Eric is an aquarium enthusiast with over two decades of experience caring for a wide array of tropical fish.

Bettas are among the most popular freshwater fish in the aquarium trade. They are beautiful, with their vibrant colors and flowing fins, and relatively easy to care for.

These are hardy fish that have evolved to survive extreme environmental hardships. Unfortunately, this same biology has also led to their abuse.

Some breeders produce bettas in massive numbers and stuff them into small cups that sit stacked on shelves for long periods until someone purchases them. Many live out their ill-fated lives in unheated, unfiltered bowls or inhumane settings such as plant vases or tiny cubes.

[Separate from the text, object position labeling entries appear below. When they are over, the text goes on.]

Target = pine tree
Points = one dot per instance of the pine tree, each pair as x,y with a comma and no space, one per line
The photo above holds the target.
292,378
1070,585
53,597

Because they are so tough, betta fish can often survive in these horrid conditions.

Many betta owners question none of this, but you are different. You are taking the time to learn about betta fish and their care needs so you can ensure your fish will live out a long, healthy, happy life.

In this article, you will learn about 10 important betta fish facts that can help you make the best decisions for tank setup, care, and feeding for your betta fish. As always, it is important to do as much research as you can about any fish you intend to keep, and the betta is no different.

1. Betta Fish Are Anabantids

An anabantid, or labyrinth fish, is a type of fish with a special organ that allows it to breathe the air above the water. This adaptation makes the betta fish durable in harsh conditions. In the wild, it can survive droughts in stagnant, muddy puddles until the rainy season returns.

Surely, you won’t be keeping your betta in a muddy puddle, so why do you need to know about any of this? Because this trick of evolution that serves the betta fish so well in the wild is the primary reason it is so abused in the aquarium industry.

Many people believe betta fish do not require a filter in their tank. This is a fish that can survive in a dirty, low-oxygen environment. However, it is a persistent betta fish myth that a tiny unfiltered bowl is the best setup. Surviving is not the same as thriving. Bettas do best in clean, oxygenated water just like any other fish.

As we go through the rest of this list, you will see how the tough, hardy betta ends up in some precarious situations simply because it can tolerate them better than almost any other fish.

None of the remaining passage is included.